In her 2012 bestseller, Gillian Flynn made wicked sport of marriage in the new millennium. Working from an incisively shaped script by Flynn herself, director Fincher (Fight Club, Seven, The Girl With the Dragon Tattoo) goes right for the jugular. No one does moral rot like Fincher. And with Affleck and Pike around to put a beautiful face on Mr. and Mrs. Wrong, the stage is set for diabolical fun that stings like a muthafucker. Affleck’s Nick is a New York journalist jobbed out by the economy and forced to crawl home to Missouri, where he opens a bar with his twin sister, Margo (an indelibly vivid Carrie Coon), and goes to seed. Pike’s Amy, Nick’s socialite wife, is a trust-fund baby who’s also out of a writing career and way out of place in the Midwest. Flynn, downsized from her trade as a writer and critic (a good one) for Entertainment Weekly, knows from the job-and-money squeeze. She structured her book as a he-said/she-said, starting on the day of the Dunnes’ fifth anniversary. It’s also the day Amy disappears amid signs of a bloody struggle at home, and Nick becomes a person of interest in the suspected murder of his missing, pregnant wife. Got it? Spoilers would kill the mystery, for those not among the more than 6 million who’ve read the book.

What you can know is that Gone Girl has the impact of a body-slam, hitting home in every scary, suspenseful, seductive particular. It’s a movie inferno with combustible performances. Affleck is terrific, undermining his good looks to suggest the soulless shallows that define Nick. For Pike, a Brit best known for supporting roles (Pride & Prejudice, An Education), this is a smashing, award-caliber breakthrough you’ll be talking about for years. Does she possess the role of Amy, or does the role possess her? Either way, she’s dazzling, depraved and dynamite.

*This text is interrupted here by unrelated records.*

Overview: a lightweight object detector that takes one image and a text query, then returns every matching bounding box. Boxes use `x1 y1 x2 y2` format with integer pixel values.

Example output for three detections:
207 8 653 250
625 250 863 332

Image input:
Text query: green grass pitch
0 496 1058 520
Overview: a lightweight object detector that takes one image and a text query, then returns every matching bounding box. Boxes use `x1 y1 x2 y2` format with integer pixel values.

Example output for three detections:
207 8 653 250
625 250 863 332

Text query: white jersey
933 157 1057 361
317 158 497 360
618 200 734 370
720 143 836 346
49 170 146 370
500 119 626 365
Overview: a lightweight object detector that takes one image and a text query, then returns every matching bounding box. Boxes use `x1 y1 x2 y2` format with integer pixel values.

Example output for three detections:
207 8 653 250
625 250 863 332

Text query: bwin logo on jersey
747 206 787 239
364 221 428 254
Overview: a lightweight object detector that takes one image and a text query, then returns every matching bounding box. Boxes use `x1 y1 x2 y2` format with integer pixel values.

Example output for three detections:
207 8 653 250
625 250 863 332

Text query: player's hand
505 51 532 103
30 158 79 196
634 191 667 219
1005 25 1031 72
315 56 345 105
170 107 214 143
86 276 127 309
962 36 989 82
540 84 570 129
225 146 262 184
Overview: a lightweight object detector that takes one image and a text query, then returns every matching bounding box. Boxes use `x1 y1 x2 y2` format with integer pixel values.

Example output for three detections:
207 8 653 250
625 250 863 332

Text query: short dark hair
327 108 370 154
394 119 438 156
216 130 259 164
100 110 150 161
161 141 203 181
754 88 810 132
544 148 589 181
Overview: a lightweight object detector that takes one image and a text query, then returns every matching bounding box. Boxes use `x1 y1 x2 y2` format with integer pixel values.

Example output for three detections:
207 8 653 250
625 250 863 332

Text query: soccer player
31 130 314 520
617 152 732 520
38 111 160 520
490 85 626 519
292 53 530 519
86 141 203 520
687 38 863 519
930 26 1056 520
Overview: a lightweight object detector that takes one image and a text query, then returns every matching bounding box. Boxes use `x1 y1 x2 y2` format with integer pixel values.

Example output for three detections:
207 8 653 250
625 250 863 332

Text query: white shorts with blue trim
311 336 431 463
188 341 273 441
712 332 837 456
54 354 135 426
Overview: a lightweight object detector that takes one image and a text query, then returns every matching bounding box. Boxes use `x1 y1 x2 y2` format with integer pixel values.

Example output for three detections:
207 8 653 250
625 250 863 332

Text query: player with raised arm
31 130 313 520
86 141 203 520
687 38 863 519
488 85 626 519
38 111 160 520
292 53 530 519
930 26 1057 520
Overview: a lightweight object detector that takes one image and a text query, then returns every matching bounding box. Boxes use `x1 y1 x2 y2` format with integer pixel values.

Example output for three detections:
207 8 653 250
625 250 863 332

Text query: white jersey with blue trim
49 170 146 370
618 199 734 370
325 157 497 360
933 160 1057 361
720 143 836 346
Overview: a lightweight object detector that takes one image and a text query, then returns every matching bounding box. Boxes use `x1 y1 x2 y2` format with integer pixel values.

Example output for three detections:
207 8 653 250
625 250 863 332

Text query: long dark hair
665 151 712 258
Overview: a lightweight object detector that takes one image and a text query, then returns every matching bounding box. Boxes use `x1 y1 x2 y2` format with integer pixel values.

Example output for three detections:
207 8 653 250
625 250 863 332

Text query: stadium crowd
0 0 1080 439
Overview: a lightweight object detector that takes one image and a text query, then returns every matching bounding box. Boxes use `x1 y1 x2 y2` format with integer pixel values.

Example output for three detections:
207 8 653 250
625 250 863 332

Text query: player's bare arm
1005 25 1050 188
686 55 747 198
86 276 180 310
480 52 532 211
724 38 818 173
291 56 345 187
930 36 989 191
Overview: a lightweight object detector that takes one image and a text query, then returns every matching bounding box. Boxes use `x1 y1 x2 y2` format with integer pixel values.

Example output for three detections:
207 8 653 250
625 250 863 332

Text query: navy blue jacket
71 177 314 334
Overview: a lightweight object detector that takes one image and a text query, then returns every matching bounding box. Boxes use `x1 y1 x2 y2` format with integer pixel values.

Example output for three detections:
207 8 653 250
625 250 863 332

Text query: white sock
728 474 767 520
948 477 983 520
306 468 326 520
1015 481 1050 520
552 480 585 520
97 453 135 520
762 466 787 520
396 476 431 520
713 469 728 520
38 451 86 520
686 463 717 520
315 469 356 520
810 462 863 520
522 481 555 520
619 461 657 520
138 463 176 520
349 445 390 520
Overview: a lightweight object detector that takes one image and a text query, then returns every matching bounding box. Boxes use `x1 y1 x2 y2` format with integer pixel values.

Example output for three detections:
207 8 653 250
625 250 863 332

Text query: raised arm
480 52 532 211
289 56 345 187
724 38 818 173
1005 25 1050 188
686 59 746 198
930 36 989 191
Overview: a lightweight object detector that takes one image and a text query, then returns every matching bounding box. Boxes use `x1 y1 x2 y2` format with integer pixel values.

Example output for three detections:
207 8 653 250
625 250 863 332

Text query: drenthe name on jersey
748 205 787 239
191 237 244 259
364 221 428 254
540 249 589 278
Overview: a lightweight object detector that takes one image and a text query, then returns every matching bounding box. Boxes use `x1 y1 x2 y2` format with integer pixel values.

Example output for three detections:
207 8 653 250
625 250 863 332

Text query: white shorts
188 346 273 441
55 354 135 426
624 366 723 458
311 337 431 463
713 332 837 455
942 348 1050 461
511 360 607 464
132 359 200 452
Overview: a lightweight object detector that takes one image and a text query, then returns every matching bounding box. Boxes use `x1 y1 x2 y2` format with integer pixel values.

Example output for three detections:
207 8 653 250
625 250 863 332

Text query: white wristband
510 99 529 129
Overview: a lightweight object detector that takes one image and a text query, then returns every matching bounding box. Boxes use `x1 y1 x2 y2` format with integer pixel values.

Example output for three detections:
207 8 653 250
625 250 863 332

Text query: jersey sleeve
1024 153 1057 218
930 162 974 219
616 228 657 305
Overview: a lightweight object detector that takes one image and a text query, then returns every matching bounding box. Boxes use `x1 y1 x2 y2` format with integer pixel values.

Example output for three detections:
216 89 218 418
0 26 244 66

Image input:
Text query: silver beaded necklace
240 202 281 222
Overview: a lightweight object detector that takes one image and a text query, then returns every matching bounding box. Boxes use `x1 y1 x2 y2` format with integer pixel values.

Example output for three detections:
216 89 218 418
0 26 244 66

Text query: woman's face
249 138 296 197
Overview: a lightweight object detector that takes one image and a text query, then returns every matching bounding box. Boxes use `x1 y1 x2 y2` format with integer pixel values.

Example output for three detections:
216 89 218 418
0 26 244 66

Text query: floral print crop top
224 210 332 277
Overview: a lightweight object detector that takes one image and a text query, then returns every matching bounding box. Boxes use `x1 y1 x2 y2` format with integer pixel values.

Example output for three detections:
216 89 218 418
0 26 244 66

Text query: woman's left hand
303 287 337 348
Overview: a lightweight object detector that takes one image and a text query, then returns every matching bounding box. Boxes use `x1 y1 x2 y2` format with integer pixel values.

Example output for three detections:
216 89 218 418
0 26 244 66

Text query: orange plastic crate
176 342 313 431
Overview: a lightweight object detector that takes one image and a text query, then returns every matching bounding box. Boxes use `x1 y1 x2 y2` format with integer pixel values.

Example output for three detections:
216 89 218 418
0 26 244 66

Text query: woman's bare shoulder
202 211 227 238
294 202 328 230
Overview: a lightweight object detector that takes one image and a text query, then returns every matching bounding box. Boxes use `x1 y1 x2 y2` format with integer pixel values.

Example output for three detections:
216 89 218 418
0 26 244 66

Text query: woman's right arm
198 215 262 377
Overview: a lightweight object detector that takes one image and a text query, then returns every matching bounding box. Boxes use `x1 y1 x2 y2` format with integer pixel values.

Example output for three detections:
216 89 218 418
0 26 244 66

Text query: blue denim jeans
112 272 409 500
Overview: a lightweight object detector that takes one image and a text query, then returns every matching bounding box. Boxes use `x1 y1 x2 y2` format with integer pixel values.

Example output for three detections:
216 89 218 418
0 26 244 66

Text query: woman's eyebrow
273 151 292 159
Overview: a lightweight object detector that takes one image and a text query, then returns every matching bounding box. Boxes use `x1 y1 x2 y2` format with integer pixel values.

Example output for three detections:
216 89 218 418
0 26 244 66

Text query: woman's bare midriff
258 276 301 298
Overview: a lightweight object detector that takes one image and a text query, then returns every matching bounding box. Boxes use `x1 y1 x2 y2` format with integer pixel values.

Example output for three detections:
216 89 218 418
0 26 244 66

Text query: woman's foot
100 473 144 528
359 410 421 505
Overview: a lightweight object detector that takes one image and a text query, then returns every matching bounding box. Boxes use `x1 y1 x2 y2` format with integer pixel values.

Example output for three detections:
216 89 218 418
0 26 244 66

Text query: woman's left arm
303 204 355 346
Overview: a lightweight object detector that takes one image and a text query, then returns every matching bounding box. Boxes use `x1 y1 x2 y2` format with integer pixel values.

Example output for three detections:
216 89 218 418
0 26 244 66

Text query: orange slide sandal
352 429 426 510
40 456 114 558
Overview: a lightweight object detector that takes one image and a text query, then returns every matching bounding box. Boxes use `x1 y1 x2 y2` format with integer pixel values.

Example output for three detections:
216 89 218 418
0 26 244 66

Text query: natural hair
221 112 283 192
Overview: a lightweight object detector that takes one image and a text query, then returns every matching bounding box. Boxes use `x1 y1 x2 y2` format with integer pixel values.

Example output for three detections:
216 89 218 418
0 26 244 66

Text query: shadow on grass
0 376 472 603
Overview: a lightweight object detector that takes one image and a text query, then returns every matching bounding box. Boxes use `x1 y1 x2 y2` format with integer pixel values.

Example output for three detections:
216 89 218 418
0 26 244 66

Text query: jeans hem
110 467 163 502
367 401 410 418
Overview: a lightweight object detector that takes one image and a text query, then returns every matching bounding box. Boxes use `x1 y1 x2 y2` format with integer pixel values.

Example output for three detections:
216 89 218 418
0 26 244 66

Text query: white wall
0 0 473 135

All the actors have killer moments ”“ Tyler Perry as Nick’s shark lawyer, Kim Dickens and Patrick Fugit as the cops on the case, and a stellar Neil Patrick Harris, who miraculously finds the romantic soul in a stalker perv from Amy’s past. On the tech side, Fincher vets, including cinematographer Jeff Cronenweth, editor Kirk Baxter and composers Trent Reznor and Atticus Ross, artfully escalate the seething tension.

Like the book, the movie begins with a man wanting to crack open his wife’s skull to find out, among other things, “What have we done to each other? What will we do?”

Gone Girl gives us a portrait of two vipers spitting venom at each other across the landscape of a recession-busted, morally bankrupt America. Even with Fincher’s unflinching gaze and Flynn’s incinerating wit, shards of humanity remain. Shards in which we might even see ourselves. It’s not a pretty picture.